Here’s the magic command:
tts \
--model_name tts_models/multilingual/multi-dataset/xtts_v2 \
--speaker_wav ${VOICE_DIR}/narrator-ramble.wav \
--language_idx "en" \
--use_cuda True \
--out_path cloned-voice-output.wav \
--text "$(cat sample.txt)”
This particular model is great for voice cloning. I at first though I needed to do voice conversion via a different model, but that didn’t produce results that sounded much like the target voice.
I made the below audio clip with a 37 minute long (382 MB) sample stitched together from audio files in one of my favorite games:
🔊 "It took me quite a long time to develop a voice, and now that I have it I'm not going to be silent."
Longer clips (e.g. over an hour long or about 815 MB for the wav file size) did make the voice match more, but this removed some of the variances with intonation.
🔊 "It took me quite a long time to develop a voice, and now that I have it I'm not going to be silent."
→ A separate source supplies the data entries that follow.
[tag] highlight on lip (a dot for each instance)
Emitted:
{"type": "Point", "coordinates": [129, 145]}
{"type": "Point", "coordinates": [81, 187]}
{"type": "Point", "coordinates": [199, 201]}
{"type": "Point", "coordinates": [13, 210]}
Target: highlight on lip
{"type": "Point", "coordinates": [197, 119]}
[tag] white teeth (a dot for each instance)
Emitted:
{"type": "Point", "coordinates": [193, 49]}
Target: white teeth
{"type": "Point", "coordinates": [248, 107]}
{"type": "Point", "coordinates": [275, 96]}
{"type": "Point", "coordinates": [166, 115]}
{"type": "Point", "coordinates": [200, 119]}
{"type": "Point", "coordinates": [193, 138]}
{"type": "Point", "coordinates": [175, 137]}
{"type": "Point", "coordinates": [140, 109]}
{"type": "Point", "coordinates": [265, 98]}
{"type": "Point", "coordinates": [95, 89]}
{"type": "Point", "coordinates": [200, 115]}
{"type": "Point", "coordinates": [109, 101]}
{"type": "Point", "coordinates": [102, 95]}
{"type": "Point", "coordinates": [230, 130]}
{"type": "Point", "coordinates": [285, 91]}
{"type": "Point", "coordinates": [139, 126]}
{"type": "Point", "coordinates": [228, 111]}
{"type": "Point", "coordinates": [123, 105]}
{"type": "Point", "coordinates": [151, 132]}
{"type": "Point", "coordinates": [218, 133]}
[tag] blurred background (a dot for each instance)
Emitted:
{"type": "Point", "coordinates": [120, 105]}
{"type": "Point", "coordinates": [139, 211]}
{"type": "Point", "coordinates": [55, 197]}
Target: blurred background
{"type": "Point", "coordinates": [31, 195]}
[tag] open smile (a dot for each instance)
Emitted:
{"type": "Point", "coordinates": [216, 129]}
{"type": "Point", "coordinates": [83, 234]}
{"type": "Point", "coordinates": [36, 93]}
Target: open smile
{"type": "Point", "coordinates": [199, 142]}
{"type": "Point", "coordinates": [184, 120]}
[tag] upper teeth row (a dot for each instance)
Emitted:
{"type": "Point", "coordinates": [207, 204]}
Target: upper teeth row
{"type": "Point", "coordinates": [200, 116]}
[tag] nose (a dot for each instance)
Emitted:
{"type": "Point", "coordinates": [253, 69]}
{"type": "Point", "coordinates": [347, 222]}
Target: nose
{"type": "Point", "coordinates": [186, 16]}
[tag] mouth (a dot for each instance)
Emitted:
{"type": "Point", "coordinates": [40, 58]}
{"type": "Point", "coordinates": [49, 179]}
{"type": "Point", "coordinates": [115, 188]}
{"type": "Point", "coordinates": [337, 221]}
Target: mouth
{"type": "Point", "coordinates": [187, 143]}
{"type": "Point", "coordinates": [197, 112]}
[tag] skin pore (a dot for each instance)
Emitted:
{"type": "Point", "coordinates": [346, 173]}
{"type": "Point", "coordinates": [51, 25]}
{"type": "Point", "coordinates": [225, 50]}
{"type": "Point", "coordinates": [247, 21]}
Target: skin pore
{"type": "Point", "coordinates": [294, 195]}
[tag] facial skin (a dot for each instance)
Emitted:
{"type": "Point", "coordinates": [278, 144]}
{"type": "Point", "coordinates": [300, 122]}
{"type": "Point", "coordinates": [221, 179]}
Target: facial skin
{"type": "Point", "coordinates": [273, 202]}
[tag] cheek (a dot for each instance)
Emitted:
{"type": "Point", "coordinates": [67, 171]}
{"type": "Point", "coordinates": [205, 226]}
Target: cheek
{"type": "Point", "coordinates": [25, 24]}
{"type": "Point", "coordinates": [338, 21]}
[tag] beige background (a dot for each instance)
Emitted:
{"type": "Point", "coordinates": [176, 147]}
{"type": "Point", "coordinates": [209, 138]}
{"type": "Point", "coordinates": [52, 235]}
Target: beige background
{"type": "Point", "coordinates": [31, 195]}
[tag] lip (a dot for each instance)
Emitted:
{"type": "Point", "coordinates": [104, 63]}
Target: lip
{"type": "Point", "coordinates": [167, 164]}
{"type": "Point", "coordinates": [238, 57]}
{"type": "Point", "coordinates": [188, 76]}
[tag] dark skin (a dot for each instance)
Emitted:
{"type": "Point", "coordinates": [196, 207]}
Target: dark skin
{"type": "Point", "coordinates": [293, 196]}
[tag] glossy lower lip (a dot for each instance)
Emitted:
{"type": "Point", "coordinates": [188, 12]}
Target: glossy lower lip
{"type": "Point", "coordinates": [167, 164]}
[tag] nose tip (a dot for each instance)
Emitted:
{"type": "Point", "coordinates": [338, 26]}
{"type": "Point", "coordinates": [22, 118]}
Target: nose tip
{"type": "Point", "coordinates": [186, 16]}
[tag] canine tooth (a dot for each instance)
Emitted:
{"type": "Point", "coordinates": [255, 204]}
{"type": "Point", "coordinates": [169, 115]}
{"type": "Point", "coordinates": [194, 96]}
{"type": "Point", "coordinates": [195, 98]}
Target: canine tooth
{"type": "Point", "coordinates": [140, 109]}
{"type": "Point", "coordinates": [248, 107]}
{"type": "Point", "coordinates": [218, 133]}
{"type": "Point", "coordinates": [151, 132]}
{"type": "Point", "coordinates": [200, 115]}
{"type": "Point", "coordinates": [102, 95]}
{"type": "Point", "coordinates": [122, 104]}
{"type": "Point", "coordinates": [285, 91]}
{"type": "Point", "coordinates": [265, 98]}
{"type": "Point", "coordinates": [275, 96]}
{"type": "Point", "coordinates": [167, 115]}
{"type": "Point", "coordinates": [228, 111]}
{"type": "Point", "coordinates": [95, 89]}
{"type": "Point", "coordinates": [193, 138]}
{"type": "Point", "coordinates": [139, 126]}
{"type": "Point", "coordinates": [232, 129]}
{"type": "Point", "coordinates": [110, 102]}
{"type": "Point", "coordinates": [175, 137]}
A better voice match, but sounds a bit flatter. (Can you tell what iconic character this is?)
This means you can take your favorite voice actor or narrator and produce an audio clip with that voice reading whatever text you give it. I was able to use audio assets ripped from a game via AssetStudio and MP3s from audiobooks converted into wav files to achieve this with an eerie similarity. It was simultaneously entertaining and terrifying. This readily available technology is so new that the legality around it is still uncertain[1,2] (so until then, use your best judgement).
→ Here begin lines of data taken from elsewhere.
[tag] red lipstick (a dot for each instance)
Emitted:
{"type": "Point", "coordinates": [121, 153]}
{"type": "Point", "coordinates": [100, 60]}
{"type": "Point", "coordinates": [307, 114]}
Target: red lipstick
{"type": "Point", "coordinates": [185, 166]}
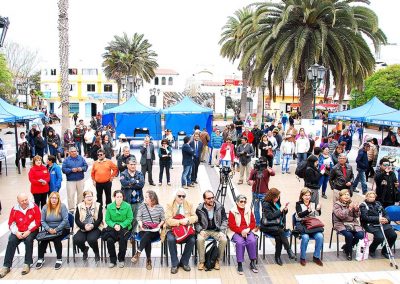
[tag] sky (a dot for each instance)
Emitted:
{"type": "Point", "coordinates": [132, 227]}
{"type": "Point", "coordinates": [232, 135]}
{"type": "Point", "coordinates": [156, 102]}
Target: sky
{"type": "Point", "coordinates": [184, 33]}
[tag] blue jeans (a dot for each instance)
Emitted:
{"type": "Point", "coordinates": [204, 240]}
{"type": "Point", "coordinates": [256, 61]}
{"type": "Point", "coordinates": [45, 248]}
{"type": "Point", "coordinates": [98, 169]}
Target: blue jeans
{"type": "Point", "coordinates": [351, 239]}
{"type": "Point", "coordinates": [323, 181]}
{"type": "Point", "coordinates": [301, 157]}
{"type": "Point", "coordinates": [286, 162]}
{"type": "Point", "coordinates": [361, 178]}
{"type": "Point", "coordinates": [277, 157]}
{"type": "Point", "coordinates": [319, 241]}
{"type": "Point", "coordinates": [257, 203]}
{"type": "Point", "coordinates": [186, 175]}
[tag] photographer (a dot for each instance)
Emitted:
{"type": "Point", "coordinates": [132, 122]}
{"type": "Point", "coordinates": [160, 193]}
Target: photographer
{"type": "Point", "coordinates": [386, 184]}
{"type": "Point", "coordinates": [259, 179]}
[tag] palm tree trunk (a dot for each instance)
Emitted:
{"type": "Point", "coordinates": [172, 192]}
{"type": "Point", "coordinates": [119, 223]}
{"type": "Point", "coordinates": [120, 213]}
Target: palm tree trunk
{"type": "Point", "coordinates": [63, 54]}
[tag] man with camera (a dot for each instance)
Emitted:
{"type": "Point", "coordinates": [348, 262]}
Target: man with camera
{"type": "Point", "coordinates": [259, 179]}
{"type": "Point", "coordinates": [386, 184]}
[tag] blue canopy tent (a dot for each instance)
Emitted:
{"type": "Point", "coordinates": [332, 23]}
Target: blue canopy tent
{"type": "Point", "coordinates": [371, 108]}
{"type": "Point", "coordinates": [184, 115]}
{"type": "Point", "coordinates": [133, 114]}
{"type": "Point", "coordinates": [14, 114]}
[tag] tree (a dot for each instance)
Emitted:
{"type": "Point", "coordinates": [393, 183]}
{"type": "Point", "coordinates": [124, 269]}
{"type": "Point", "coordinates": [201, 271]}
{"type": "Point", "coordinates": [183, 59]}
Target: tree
{"type": "Point", "coordinates": [64, 55]}
{"type": "Point", "coordinates": [126, 56]}
{"type": "Point", "coordinates": [294, 34]}
{"type": "Point", "coordinates": [383, 84]}
{"type": "Point", "coordinates": [235, 31]}
{"type": "Point", "coordinates": [6, 85]}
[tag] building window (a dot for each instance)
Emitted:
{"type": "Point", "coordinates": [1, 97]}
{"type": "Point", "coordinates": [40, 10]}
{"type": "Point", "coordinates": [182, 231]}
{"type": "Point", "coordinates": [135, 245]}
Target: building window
{"type": "Point", "coordinates": [107, 87]}
{"type": "Point", "coordinates": [91, 87]}
{"type": "Point", "coordinates": [73, 71]}
{"type": "Point", "coordinates": [73, 107]}
{"type": "Point", "coordinates": [89, 72]}
{"type": "Point", "coordinates": [153, 101]}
Okay, but how fast and good is it?
This depends on how large the sample voice file you're using is. With the large (815 MB) sample voice file I was using, it took about 649 seconds to generate an audio file for 500 words. The resulting file was 200 seconds long. With a smaller (2.09 MB) sample voice file, it took 285 seconds for the same text to generate resulting in a file that was 195 seconds long. For both cases, this was using CUDA for the device. Nowhere near as slow as tortoise-tts, but not exactly real-time. However, it’s not unreasonable to simply leave it running to generate an audiobook (maybe chunking it by chapter in case it fails partway through). For reference, an average novel is about 80,000 words[1]. If going off my smaller voice sample test, that’s about 1.75 words per second, resulting in 12.67 hours to convert a typical ebook to an audiobook. Overall, based on what I've generated so far, I would say that using a larger sample voice file isn't necessarily better. The voice may sound a bit more accurate, but it won't sound very natural.
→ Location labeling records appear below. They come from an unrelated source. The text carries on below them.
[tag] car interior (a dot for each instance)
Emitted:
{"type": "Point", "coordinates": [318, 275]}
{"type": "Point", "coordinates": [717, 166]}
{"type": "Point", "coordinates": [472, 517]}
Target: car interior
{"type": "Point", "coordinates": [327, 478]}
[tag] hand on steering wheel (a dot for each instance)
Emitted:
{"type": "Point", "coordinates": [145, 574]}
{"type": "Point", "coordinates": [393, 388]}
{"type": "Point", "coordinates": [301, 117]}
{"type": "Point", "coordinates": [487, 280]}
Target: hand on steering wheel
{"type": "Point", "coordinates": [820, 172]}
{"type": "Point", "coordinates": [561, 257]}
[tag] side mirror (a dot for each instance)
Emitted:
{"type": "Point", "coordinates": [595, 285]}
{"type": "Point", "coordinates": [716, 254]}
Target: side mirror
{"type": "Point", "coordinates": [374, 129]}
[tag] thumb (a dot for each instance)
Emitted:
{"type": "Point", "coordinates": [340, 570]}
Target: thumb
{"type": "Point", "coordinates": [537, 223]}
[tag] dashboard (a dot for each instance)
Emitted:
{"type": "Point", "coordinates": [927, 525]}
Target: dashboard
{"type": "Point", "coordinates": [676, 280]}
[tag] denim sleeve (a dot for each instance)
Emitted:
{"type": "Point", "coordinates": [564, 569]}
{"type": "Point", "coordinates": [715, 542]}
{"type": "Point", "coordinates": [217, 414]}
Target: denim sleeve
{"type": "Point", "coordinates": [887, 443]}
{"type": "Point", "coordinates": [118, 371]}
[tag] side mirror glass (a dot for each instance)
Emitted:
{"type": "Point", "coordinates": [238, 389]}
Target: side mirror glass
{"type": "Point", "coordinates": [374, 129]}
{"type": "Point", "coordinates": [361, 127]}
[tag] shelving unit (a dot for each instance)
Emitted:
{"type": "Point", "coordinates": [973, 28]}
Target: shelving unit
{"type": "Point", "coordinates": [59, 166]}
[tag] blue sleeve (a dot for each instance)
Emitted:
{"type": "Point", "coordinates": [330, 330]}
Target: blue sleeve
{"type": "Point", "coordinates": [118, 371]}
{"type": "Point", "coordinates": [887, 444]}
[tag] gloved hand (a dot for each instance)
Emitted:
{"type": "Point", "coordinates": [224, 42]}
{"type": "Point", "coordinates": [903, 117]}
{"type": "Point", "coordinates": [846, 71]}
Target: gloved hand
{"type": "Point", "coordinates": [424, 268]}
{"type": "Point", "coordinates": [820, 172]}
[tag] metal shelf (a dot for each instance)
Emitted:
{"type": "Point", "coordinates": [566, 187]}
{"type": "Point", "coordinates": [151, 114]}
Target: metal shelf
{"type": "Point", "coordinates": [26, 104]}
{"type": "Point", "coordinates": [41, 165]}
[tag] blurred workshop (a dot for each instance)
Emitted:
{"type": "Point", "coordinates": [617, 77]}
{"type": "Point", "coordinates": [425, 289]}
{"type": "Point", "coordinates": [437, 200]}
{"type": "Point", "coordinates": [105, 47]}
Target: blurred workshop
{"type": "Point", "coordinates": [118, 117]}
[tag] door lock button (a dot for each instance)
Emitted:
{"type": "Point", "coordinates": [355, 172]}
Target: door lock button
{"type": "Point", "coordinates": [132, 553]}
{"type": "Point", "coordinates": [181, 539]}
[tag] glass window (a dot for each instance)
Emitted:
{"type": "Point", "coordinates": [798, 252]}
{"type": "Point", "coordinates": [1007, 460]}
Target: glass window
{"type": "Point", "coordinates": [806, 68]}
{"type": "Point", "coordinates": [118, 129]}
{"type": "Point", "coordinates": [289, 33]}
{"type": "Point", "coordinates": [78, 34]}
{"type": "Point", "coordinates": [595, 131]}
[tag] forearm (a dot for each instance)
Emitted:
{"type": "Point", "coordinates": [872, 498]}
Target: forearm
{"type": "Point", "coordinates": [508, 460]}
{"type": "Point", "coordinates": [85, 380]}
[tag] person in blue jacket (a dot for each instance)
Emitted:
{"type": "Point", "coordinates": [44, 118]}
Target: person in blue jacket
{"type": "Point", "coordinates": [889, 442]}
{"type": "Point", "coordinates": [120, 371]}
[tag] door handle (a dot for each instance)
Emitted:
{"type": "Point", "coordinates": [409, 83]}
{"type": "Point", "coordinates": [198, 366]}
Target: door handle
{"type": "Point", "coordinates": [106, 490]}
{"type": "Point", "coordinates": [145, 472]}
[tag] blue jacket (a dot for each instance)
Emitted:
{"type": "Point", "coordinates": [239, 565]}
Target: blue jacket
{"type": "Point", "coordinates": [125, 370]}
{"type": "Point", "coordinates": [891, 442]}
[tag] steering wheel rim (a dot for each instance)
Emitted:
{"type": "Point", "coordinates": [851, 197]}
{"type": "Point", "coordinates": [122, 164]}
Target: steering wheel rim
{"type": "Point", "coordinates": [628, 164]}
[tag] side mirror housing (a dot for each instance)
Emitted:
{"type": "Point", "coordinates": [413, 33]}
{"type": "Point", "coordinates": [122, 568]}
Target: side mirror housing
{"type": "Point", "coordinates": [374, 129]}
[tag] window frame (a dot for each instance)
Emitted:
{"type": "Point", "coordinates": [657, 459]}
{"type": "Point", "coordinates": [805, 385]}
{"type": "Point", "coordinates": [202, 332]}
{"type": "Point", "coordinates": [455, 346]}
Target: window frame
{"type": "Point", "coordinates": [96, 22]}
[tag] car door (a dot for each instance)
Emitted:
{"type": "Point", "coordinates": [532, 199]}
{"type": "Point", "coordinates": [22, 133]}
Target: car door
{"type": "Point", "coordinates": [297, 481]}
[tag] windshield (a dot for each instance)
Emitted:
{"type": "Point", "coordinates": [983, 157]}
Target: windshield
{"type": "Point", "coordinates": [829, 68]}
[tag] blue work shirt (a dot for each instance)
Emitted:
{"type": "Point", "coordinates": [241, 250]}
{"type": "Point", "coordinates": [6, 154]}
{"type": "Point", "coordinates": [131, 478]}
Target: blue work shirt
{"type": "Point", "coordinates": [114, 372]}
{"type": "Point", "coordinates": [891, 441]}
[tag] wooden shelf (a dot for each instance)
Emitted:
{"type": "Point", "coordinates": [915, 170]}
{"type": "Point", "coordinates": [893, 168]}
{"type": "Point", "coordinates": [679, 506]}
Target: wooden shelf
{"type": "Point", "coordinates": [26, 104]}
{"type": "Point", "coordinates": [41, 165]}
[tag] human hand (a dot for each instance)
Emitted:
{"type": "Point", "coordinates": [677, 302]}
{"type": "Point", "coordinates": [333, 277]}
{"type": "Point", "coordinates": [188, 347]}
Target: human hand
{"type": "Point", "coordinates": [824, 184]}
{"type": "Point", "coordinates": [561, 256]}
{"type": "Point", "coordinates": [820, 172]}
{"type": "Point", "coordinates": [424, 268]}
I should also note that variation of intonation depends on the sample speaker wav. If, for example, you wanted to include a line with some sarcasm in a paragraph, the line in question would need to be generated with a different speaker wav that uses exclusively a sarcastic tone. A bit tedious, but the extra effort can go a long way to make it more convincing (though not really reasonable for something as long as an ebook).
Helpful tools
While trying to create speaker wav files for voice cloning, I found these helpful:
- sox (
sudo apt-get install sox
) to stitch together wav files to make a longer audio sample - mp3wrap (
sudo apt-get install mp3wrap
) - to stitch together mp3 files to make a longer audio sample - ffmpeg (
sudo apt-get install ffmpeg
) - to convert from mp3 to wav
Wrapping up
Overall this was a fun project and not at all difficult to set up and run. It’s super cool that now we can generate our own AI voices to read our favorite ebooks, articles, and arbitrary text. However, obviously there’s the host of ethical and legal questions that are raised with this exciting new advancement in technology (as usual).